Local Educators Win Bammy Awards

by
0 FacebookTwitterPinterestEmail

 

Melissa Butler, 6th grade SOMS English Language Arts teacher with her Bammy Award. September 27, 2014.

Melissa Butler, 6th grade SOMS English Language Arts teacher with her Bammy Award. September 27, 2014.

It’s not the Grammys. It’s not the Emmys. It’s the Bammys, and two local educators are winners.

The Bammys are a national awards program presented by the Academy of Education Arts and Sciences International to those in the education profession. This year’s award ceremony took place Sept. 27 in a red-carpet event in Washington, D.C.

The two awardees with ties to Maplewood and South Orange are:

Melissa Butler, a 6th grade language arts teacher at South Orange Middle School, was awarded the 2014 national Bammy Award for The Middle School Teacher of the Year. Butler has been teaching in the district for the past ten years and is a “lead teacher” in the ELA department.

The Bammys cited Butler for her “work focus[ing] on learning in the digital age as a model for moving her school and other educators forward and by revolutionizing the reading and writing workshop with state-of-the art tools and methods.” The award release noted that Butler had “piloted many platforms in her classroom such as Edmodo, Google Apps, Evernote, Livebinder, and Twitter. Her 6th-grade language arts classroom pioneered the 1st 1:1 paperless learning environment in her school district.”

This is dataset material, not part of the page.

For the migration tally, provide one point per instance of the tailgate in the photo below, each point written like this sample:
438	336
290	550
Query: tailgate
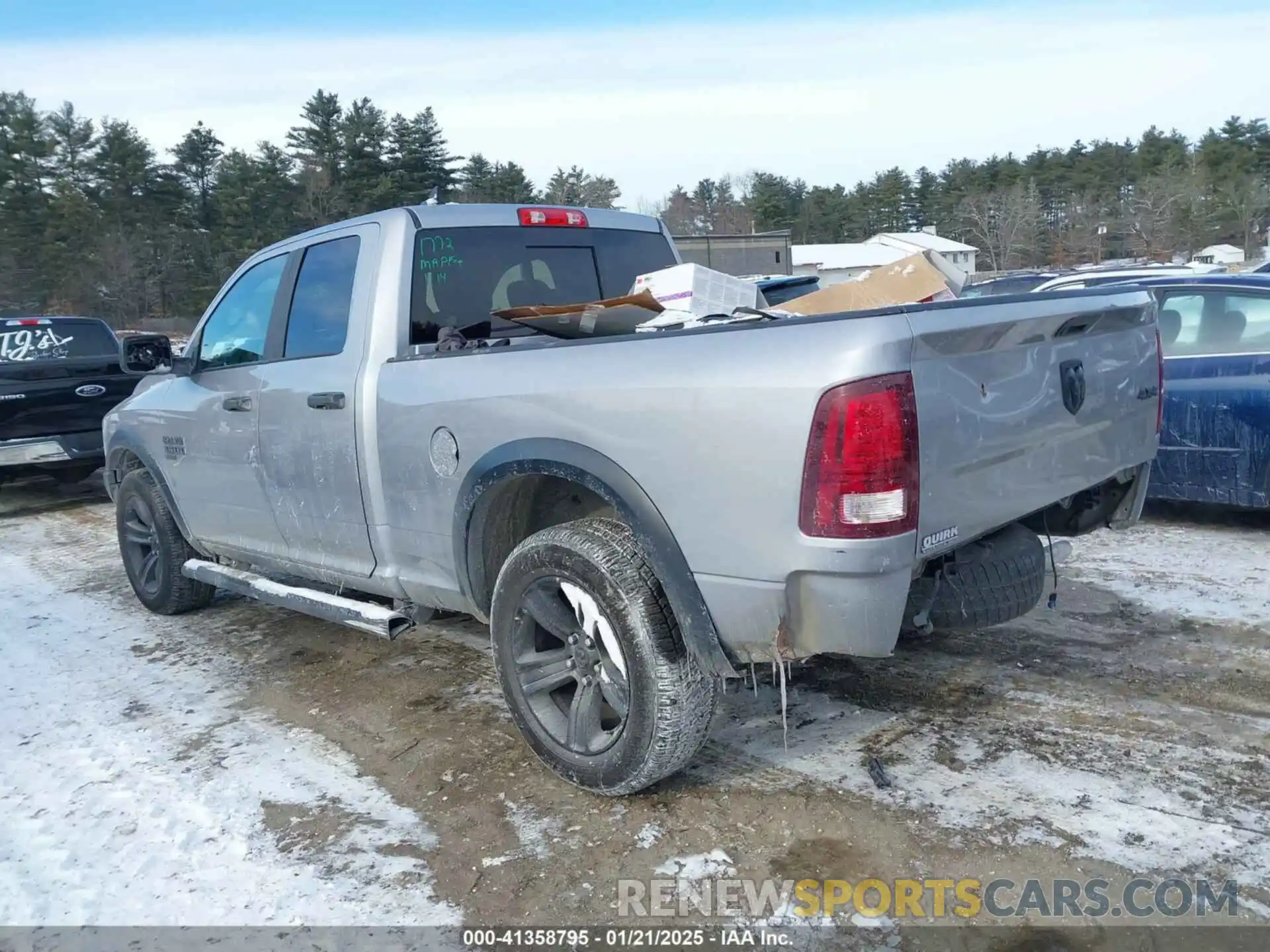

Elissa Malespina was named the 2014 Bammy Award recipient in the school librarian category. Malespina is currently the coordinating supervisor of educational technology at the Parsippany – Troy Hills School District in New Jersey, but previously was the school librarian at South Orange Middle School.  She also filed to run for the South Orange-Maplewood Board of Education this summer but withdrew in late August after being offered a book deal.

Elissa Malespina accepting her Bammy award.

Elissa Malespina accepting her Bammy award.

Malespina has built a reputation as being on the forefront of web 2.0 resources and tools like QR codes and augmented reality to make her school library highly interactive.

“I beyond shocked and honored to win the 2014 Bammy Award,” said Malespina. “This is not something I expected at all.”

“A lot of times school librarians are the only ones in their building and have no one to really go to for advice and ideas,” explains Malespina. “I was the only one in my building and because of that I needed to reach out to my teacher librarian network for advice and ideas.”

“The Bammy Awards highlighted that it takes a village to educate children,” said Sylvia Knight Norton, American Association of School Librarians executive director, who also serves as a member of the Bammy Board of Governors. “The event brought national attention to the importance of the school librarian within the education community and Elissa’s enthusiasm for her work as a school librarian added to the elegance of the evening.”